Determining Fitness Is Key in Mantle Cell Lymphoma Treatment Selection
Patients with mantle cell lymphoma who are older and have less fitness may be eligible for regimens that include bendamustine/rituximab.
It is critical to assess the fitness of a patient with mantle cell lymphoma (MCL) from the get-go as part of the treatment decision-making process, according to Shalin Kothari, MD.
As part of a visit to Yale Cancer Center in New Haven, Connecticut, CancerNetwork® spoke with Kothari about the current treatment paradigm for MCL as well as key characteristics to consider when sequencing different therapeutic options. Patients who are younger and have more fitness, for example, are eligible to undergo treatment with BTK inhibitor-based regimens such as those employed in the phase 3 TRIANGLE study (NCT02858258).1 On the other hand, combinations that include bendamustine (Treanda) and rituximab (Rituxan) may be suitable for use among those who are older and have frailty.
Kothari is an assistant professor of Medicine (Hematology) at Yale University.
Transcript:
The current treatment options for MCL depend on the [patient’s] own fitness. The fitness is [quite] important to determine from the get-go. For patients who are young and otherwise fit, the standard of care has recently changed among most lymphoma doctors. That is based off the TRIANGLE study, which [evaluated] a combination of rituximab plus cyclophosphamide, doxorubicin, vincristine, and prednisone [R-CHOP] with rituximab plus dexamethasone, cytarabine, and cisplatin or oxaliplatin [R-DHAP] alternating with R-DHAP in combination with a BTK inhibitor. The TRIANGLE study used ibrutinib [Imbruvica], which is the first-generation BTK inhibitor, but at this time, that’s off the market, so we typically would end up using a second- or third-generation [BTK inhibitor] such as acalabrutinib [Calquence] or zanubrutinib [Brukinsa].
If patients are [older], frail, or less fit or do not meet [inclusion] criteria for the TRIANGLE study, then we typically go for rituximab [Rituxan] and bendamustine [Treanda]-based therapy in combination with or without BTK inhibitors. The addition of BTK inhibitors in [patients who are older and] frail is something that is still in research. I would not say that that is a settled question, but there are 2 important trials in that arena called SHINE [NCT01776840] and ECHO [NCT02972840].2,3 The ECHO study and the SHINE study showed that if you add ibrutinib to a [rituximab/bendamustine] backbone in [patients who are older and] frail, the [progression-free survival] is improved. But it has not yet led to an overall survival benefit. [Meanwhile], in the ECHO study, which combined acalabrutinib with rituximab and bendamustine, overall, we have seen more favorable outcomes, most likely due to acalabrutinib being less toxic than ibrutinib and being more selective. That’s basically the current paradigm.
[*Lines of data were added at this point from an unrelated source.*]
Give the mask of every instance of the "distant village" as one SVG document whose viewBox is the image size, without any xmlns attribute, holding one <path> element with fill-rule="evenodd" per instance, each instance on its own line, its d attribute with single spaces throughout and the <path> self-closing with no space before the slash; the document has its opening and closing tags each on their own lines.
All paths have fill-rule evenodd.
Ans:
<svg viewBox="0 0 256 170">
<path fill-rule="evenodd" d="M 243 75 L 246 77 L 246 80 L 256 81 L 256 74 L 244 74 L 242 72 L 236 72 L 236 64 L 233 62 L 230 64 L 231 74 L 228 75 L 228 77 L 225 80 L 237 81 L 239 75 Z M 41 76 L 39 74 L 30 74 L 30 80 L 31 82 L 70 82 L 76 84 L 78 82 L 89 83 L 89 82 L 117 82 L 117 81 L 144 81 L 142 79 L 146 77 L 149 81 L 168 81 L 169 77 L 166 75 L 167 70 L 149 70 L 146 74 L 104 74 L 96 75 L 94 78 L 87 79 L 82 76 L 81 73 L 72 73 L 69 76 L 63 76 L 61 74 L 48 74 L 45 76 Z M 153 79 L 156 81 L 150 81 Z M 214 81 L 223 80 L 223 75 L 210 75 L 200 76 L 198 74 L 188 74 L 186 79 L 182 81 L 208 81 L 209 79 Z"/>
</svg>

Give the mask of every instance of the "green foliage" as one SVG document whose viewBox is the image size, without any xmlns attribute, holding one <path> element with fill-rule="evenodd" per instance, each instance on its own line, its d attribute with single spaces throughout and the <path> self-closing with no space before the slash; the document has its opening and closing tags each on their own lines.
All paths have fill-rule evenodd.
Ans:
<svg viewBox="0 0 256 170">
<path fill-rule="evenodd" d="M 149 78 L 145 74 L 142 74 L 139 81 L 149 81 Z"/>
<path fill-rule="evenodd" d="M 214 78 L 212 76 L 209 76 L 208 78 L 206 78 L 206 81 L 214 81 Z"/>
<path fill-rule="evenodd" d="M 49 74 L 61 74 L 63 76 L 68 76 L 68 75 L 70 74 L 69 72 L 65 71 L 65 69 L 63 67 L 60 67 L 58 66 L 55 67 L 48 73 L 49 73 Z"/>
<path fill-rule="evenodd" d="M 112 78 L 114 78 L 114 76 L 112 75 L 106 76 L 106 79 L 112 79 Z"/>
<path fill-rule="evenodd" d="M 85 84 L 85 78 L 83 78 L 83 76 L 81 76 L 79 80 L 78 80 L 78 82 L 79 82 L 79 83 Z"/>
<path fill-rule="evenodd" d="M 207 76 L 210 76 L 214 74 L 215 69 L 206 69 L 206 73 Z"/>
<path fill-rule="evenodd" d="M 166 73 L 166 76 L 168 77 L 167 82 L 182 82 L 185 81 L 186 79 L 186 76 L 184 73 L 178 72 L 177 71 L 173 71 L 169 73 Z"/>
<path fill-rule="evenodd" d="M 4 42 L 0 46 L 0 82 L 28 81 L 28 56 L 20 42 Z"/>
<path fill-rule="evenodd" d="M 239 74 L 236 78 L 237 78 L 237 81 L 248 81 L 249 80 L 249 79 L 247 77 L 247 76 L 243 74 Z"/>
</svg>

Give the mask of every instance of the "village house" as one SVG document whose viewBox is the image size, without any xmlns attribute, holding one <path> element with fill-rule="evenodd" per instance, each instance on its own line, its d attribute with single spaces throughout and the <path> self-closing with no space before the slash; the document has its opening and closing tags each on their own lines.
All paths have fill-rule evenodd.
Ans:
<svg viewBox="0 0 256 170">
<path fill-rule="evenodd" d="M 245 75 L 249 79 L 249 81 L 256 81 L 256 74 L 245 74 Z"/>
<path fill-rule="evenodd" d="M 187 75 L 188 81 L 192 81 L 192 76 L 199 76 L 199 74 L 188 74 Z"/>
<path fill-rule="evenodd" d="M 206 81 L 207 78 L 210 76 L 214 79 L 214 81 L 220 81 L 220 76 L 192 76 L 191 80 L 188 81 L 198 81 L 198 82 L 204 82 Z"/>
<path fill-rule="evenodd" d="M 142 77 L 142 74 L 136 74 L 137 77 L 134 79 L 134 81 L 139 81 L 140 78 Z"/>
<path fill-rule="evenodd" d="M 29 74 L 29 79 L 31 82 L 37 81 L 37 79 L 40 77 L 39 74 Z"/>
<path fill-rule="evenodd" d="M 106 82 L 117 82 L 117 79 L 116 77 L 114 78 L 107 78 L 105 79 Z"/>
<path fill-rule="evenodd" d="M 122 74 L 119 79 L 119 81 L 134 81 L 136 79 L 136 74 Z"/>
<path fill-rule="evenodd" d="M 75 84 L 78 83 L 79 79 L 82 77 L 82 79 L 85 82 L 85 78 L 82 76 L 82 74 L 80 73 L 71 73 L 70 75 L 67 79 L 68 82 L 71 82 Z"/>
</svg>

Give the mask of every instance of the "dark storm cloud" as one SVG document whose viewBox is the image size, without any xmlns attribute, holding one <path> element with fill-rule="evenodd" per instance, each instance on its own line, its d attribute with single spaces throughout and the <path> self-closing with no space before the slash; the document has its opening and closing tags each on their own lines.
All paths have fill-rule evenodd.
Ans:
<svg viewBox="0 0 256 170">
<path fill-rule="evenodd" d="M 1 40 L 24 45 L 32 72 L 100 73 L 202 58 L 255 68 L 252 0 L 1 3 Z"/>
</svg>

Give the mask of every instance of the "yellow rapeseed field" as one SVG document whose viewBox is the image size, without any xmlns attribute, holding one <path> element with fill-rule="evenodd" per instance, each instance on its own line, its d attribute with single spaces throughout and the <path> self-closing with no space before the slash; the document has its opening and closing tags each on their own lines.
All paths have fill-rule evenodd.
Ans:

The third bucket, I would say, of patients who are very frail—where they cannot tolerate any chemotherapy whatsoever—I would consider BTK inhibitors with rituximab as a standard combination, although we have clinical trials ongoing here, so we would put patients on that. In addition, the biology is important, especially for TP53-mutated disease. We [usually] would want to avoid chemotherapy because those patients are typically chemotherapy-refractory.
References
- Dreyling M, Doorduijn J, Giné E, et al. Ibrutinib combined with immunochemotherapy with or without autologous stem-cell transplantation versus immunochemotherapy and autologous stem-cell transplantation in previously untreated patients with mantle cell lymphoma (TRIANGLE): a three-arm, randomised, open-label, phase 3 superiority trial of the European Mantle Cell Lymphoma Network. Lancet. 2024;403(10441):2293-2306. doi: 10.1016/S0140-6736(24)00184-3.
- Wang ML, Jurczak W, Jerkeman M, et al. Ibrutinib plus bendamustine and rituximab in untreated mantle-cell lymphoma. N Engl J Med. 2022;386(26):2482-2494. doi: 10.1056/NEJMoa2201817.
- Wang M, Salek D, Belada D, et al. Acalabrutinib plus bendamustine-rituximab in untreated mantle cell lymphoma. J Clin Oncol. 2025;43(20):2276-2284. doi: 10.1200/JCO-25-00690.